The fix was to break observability down by dimensions like language, export type, deck length, input type, and generation step. Instead of only asking, “What is the overall success rate?” I started asking, “Which specific group is failing more than expected?”
That helped surface issues hidden inside averages, especially multilingual edge cases, export failures, and long-deck processing problems.
My main rule now is simple:
- If users experience the product in different ways, the observability should reflect those differences.
Aggregate dashboards are useful for trends, but segmented monitoring is what catches silent production issues before they become obvious.
For resilience across vendors and regions, what early design decision has given you the most optionality without adding heavy complexity?
The early design decision that gave me the most optionality was keeping vendor-specific logic behind small internal adapter layers.
In AI systems, it is tempting to call a model provider, storage service, or image API directly from many parts of the application. That works at first, but it quickly creates lock-in. If pricing changes, rate limits are hit, a region has latency issues, or a provider has downtime, switching becomes painful.
For SlideMaker.app, I try to keep external services behind simple interfaces. For example, generation, image retrieval, storage, and export-related services should be called through internal functions or adapters instead of being hardcoded everywhere.
That gives flexibility without turning the system into an over-engineered abstraction. The goal is not to design for every possible vendor; the goal is to make sure one provider can be replaced or bypassed without rewriting the whole pipeline.
The practical rule I follow is:
- Keep external dependencies at the edge of the system, not scattered through the core logic.
That small habit makes it easier to test alternatives, control costs, handle failures, and move faster when infrastructure or vendor conditions change.
Finally, to keep a fast-growing microservice healthy day to day, what single metric would you put at the top of the team’s dashboard?

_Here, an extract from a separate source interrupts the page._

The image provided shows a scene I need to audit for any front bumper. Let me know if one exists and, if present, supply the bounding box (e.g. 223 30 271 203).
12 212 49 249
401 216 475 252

The single metric I would put at the top of the dashboard is end-to-end successful completion rate.
For a fast-growing microservice, isolated metrics like CPU, memory, queue depth, or API latency are useful, but they do not always show whether the user’s workflow actually succeeded. A service can look healthy internally while users are still getting failed exports, incomplete results, or retry loops.
For example, in an AI generation pipeline, I care most about whether a user request successfully moves from input to final usable output. That includes:
- generation
- validation
- storage
- export
- delivery
If any step fails, the user experience fails, even if each individual service appears mostly healthy.
I would track this metric overall, but also break it down by key segments such as:
- region
- language
- input type
- output format
- request size
My rule is:
The top metric should reflect the user’s completed outcome, not just the service’s internal health.
Once that number drops, the team can drill into latency, errors, queues, logs, and infrastructure metrics to find the cause.
Thanks for sharing your knowledge and expertise. Is there anything else you'd like to add?
Thank you for the opportunity to share my perspective.
The biggest lesson I have learned is that good software engineering is not only about choosing the right architecture or tools. It is about building systems that remain understandable, observable, and adaptable as real users interact with them in unexpected ways.
This is especially true for AI systems. The model is only one part of the product. Reliability often depends on the surrounding engineering: validation, retries, monitoring, data handling, export quality, and user experience. Small assumptions in these layers can create large problems at scale.
For me, the goal is to build AI-powered systems that are not just impressive in demos, but useful, reliable, and maintainable in real-world workflows.